Gilbert and Garbo were on again/off again lovers for years. When she decided to marry someone else, Gilbert was distraught. When LB suggested to Gilbert to let her marry someone else and f*ck her on the side, Gilbert punched Mayer in the face.
At that point, Mayer decided to kill Gilbert’s career. Doug Shearer, head of sound at MGM, admitted much later that at Mayer’s direction, he went through Gilbert’s next picture and rolled off the bass response only on Gilbert’s lines, so his voice would sound thin and grotesque compared to all the others in a scene.
So sorry, Mr. Lane, your ideological defense of management falls apart. Gilbert may have been a drunk, but Mayer was much worse. Ultimately the system fired him from the studio he built himself. Couldn’t happen to a nicer guy.

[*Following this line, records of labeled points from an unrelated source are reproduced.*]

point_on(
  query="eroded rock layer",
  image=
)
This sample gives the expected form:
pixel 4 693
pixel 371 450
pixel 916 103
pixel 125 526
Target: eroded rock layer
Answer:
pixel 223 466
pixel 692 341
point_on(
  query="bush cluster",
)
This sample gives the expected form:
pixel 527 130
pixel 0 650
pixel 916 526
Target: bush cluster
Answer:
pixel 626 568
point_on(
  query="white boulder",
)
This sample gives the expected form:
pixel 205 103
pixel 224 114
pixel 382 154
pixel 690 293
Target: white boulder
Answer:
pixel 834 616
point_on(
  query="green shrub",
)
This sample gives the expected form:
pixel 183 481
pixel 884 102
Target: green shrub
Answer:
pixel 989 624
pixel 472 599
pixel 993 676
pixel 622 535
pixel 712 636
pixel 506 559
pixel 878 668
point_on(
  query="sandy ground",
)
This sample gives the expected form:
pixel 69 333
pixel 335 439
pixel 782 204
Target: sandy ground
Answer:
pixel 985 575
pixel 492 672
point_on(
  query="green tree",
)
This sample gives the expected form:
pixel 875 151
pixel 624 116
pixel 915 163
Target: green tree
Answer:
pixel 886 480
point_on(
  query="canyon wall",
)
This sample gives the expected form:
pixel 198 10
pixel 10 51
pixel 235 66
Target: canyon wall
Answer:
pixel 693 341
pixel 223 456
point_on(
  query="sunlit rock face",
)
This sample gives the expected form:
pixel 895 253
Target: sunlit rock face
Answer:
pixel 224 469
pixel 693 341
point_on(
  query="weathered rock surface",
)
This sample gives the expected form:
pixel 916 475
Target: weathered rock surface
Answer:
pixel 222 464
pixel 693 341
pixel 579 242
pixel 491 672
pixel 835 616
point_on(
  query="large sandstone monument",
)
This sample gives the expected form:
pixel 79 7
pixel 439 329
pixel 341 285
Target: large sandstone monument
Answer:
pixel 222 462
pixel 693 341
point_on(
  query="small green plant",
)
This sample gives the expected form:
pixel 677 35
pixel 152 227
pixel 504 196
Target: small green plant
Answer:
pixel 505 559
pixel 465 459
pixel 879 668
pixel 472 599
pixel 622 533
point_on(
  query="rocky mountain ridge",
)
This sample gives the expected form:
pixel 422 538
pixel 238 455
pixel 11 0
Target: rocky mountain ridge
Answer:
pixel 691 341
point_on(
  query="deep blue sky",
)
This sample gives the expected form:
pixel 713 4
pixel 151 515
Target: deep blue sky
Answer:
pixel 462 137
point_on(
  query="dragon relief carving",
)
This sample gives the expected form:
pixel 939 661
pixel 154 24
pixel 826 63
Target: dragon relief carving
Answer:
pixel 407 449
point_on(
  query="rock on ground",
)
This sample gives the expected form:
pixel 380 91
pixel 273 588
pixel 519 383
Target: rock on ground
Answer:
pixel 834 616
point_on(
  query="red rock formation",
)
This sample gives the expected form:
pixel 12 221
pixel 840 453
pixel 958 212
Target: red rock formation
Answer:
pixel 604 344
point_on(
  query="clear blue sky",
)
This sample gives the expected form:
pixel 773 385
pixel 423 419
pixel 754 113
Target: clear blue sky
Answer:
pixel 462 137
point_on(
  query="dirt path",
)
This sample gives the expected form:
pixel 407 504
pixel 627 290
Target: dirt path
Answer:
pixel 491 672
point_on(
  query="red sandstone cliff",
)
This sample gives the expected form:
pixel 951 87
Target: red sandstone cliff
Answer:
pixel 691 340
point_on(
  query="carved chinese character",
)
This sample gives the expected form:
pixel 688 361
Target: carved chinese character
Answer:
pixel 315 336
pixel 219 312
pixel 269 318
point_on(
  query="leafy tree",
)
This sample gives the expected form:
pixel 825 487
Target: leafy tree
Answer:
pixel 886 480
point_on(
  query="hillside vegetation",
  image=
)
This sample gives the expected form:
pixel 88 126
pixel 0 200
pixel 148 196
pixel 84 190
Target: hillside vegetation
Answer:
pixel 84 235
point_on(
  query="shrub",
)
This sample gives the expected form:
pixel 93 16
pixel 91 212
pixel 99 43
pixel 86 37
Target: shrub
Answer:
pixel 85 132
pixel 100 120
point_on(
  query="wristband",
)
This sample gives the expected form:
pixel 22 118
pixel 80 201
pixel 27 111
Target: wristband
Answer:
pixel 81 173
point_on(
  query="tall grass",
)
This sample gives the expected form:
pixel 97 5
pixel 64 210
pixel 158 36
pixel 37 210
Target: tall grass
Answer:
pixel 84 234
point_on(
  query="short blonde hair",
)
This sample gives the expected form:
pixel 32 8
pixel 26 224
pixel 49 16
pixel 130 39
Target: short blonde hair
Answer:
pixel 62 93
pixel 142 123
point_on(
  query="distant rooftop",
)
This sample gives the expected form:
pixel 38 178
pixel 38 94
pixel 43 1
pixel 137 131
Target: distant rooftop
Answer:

April 4th, 2021 at 10:45 pm
Mr. Panskeptic:
The story about Garbo is nonsense. Moving right along, The enormous cast of leading players that stayed at MGM and embraced the studio is overwhelming, but include, Clark GAble, Spencer Tracy, Katharine Hepburn, Rober Taylor, Gene Kelly, Fred Astaire, Cyd Charisse, Mickey and Judy, Walter Pidgeon, Greer Garson, and many more.
Mayer was turfed out of the studio n 1951, nothing to do with anything other than changing times. And I am not defending him, I am explaining, impossible,over priced drunks are the people businesses of all kinds, get rid of.
Now people close to me, Cyd Charisse and Don Weis, both enjoyed their time at Metro and Cyd especially thought Mr. Mayer a good boss.
I know the deification of drunks and degenerates is the American way, but it does not always work out.